Duty cycle described a pulsed waveform. It refers to the percentage of time the voltage spends in the high state. If the duty cycle is $25\%$ the voltage is $+1\,\text V$ for a quarter of the cycle time. If the duty cycle is $50\%$ the voltage is symmetric, spending half the time high and half the time low. Duty cycle can range bewteen $0\%$ and $100\%$.
Analogy to mass
This is the most useful mental image to have when looking at an inductor.
Inductance, $\text L$, is analogous to mass or inertia in a mechanical system. The energy in the magnetic field of an inductor doesn’t allow the current to change instantaneously, just like the heavy mass of the car tends to resist changes in velocity. A car cannot start or stop instantaneously. It takes time to accelerate or brake. An inductor is basically the electrical version of Newton’s First Law of Motion (also called the Law of Inertia): A body in motion tends to stay in motion. For an inductor it goes like this: A current in motion tends to stay in motion.
The current in an inductor does not (will not) change instantaneously.
Summary
The current in an inductor does not change instantaneously.
When its current is constant, an inductor looks like a short circuit.

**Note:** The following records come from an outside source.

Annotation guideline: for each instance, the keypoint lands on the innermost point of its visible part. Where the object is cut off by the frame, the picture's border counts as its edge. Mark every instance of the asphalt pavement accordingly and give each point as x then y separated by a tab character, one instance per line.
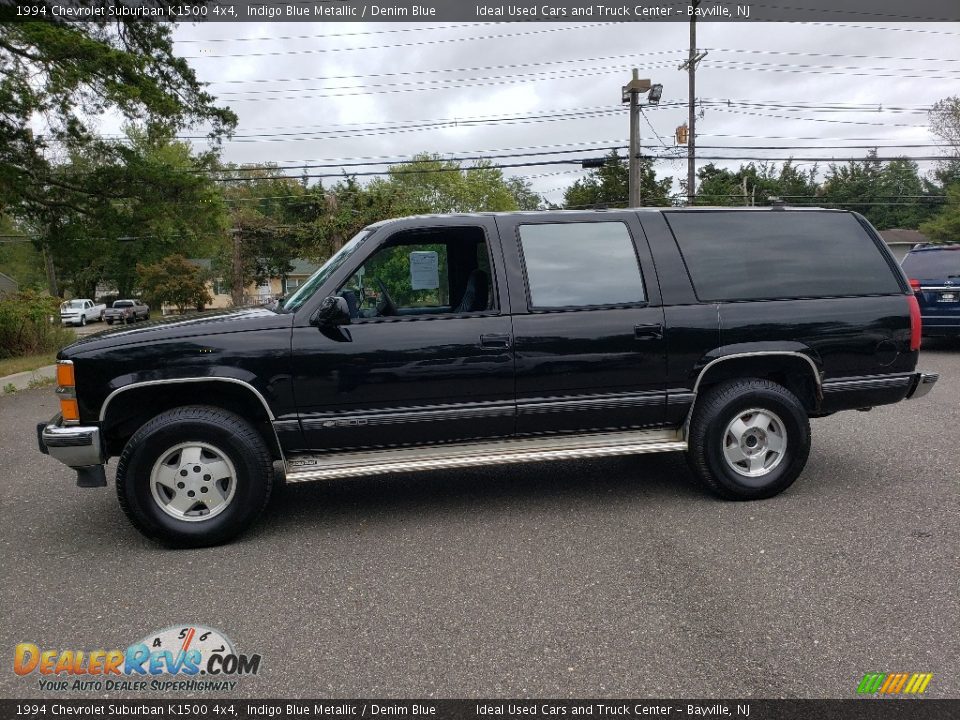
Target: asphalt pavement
606	578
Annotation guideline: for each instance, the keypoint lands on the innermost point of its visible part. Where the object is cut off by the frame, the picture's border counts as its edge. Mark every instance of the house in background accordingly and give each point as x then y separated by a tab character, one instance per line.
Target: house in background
8	286
258	294
900	241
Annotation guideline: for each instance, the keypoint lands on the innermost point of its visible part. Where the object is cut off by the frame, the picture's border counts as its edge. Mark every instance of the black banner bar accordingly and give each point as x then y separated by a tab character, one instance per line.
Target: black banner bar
867	708
875	11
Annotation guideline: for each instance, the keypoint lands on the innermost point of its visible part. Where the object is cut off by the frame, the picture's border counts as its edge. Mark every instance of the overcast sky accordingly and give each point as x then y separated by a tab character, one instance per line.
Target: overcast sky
278	81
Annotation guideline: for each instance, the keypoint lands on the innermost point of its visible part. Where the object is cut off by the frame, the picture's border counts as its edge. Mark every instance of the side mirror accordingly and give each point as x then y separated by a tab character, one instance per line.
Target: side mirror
332	311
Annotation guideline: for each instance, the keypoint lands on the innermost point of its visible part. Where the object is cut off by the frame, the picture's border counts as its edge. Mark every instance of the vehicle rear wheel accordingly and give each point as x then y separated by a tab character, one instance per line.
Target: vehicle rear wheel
748	439
194	476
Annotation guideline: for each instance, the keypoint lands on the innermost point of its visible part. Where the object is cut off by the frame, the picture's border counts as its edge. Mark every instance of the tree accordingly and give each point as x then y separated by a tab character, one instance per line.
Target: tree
607	186
430	184
173	280
271	222
945	123
72	73
946	225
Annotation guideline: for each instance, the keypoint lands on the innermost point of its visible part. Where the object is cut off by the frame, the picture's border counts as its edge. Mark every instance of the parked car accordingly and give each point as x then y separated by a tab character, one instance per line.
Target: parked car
934	273
454	341
127	311
80	311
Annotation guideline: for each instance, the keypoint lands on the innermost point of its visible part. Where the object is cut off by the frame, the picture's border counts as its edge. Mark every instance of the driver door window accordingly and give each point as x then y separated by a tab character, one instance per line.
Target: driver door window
414	276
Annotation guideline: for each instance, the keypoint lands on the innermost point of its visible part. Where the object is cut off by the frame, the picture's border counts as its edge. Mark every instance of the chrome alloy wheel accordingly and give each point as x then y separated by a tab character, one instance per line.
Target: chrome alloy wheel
193	481
754	442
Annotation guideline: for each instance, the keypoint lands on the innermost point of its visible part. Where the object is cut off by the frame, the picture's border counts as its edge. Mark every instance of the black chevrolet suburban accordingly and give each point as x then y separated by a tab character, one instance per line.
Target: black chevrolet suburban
444	342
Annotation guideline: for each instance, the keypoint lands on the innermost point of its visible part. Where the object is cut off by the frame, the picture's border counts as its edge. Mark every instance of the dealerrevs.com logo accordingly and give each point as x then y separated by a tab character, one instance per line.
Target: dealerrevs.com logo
894	683
181	658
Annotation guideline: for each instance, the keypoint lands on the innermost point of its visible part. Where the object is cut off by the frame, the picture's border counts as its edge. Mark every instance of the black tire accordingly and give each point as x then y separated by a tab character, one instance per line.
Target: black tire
229	433
708	436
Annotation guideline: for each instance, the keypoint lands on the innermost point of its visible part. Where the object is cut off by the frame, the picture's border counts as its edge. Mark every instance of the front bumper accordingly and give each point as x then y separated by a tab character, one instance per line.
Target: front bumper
77	446
921	384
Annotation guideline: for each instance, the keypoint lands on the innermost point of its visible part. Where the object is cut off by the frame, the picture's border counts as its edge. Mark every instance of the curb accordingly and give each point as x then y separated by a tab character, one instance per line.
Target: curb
21	381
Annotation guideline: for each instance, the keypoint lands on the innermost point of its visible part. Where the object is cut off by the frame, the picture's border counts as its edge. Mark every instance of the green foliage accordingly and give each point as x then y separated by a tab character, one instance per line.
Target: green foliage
608	186
30	324
945	122
946	225
74	73
432	185
888	194
20	259
173	280
754	184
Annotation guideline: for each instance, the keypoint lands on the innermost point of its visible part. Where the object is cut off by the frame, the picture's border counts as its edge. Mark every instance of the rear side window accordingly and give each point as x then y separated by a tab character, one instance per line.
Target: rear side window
780	254
938	264
580	264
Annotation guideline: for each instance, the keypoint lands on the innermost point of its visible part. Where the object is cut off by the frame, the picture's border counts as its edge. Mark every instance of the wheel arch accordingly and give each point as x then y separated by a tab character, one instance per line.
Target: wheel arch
796	370
130	406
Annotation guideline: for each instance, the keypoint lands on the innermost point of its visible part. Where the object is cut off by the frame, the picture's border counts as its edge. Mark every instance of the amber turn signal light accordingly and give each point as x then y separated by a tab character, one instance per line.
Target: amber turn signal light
69	410
65	375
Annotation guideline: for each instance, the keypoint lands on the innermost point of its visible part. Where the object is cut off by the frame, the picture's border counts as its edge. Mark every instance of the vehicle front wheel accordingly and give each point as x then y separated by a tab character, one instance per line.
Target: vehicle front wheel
194	476
748	439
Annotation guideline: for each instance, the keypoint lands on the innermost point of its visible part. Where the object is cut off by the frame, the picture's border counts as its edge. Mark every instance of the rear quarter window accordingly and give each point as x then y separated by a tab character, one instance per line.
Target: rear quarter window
780	254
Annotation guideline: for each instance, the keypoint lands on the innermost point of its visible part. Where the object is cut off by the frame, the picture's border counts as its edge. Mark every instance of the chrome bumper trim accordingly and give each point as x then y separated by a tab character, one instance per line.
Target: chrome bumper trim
74	446
922	384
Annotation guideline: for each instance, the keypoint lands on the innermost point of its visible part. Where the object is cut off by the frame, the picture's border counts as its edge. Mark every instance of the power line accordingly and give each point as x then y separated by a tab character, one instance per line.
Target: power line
337	34
419	43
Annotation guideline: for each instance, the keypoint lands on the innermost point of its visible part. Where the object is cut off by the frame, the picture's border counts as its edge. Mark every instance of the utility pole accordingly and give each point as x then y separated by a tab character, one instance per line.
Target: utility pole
236	289
690	65
631	93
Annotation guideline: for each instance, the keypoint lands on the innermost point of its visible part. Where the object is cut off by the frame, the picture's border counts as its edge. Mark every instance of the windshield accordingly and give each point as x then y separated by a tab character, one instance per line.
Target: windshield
306	291
938	264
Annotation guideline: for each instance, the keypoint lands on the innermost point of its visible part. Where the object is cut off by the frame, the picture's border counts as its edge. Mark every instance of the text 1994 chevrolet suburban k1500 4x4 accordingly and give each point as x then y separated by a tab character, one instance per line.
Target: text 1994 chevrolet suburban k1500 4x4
451	341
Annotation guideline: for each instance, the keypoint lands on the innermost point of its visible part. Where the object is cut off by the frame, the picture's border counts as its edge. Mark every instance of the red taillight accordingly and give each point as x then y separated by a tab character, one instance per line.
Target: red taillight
915	322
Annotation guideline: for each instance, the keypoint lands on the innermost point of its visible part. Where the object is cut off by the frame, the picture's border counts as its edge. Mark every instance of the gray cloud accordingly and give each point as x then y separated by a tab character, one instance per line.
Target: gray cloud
657	49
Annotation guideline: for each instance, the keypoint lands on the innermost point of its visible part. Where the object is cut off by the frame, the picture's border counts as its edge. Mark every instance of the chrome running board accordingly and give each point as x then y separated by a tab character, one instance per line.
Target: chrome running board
306	467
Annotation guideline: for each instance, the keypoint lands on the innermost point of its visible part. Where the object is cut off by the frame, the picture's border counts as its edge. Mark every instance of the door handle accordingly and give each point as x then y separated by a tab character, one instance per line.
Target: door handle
494	342
652	331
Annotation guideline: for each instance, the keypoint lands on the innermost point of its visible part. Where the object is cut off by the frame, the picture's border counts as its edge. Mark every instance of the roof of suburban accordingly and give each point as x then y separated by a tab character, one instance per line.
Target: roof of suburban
541	213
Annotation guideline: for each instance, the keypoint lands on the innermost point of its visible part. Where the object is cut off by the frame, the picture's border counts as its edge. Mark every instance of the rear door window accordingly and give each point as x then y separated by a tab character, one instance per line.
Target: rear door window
580	264
780	254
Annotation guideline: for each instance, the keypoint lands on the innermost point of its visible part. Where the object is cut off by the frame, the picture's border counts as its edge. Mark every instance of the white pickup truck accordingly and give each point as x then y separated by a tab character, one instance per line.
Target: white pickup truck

Be careful making circuits with an inductor. A sudden changed in current, like a switch thrown open, breaking a current path, that means the derivative of current, $di/dt$, can become very large. The inductor equation tells us there can be a large voltage generated across the inductor.
One way to deal with potentially destructive inductor voltage is to design a path for the current, so you don’t get a large $di/dt$. We showed how to add a diode to provide a current path and clamp the inductor voltage to an acceptable value when a switch was thrown open.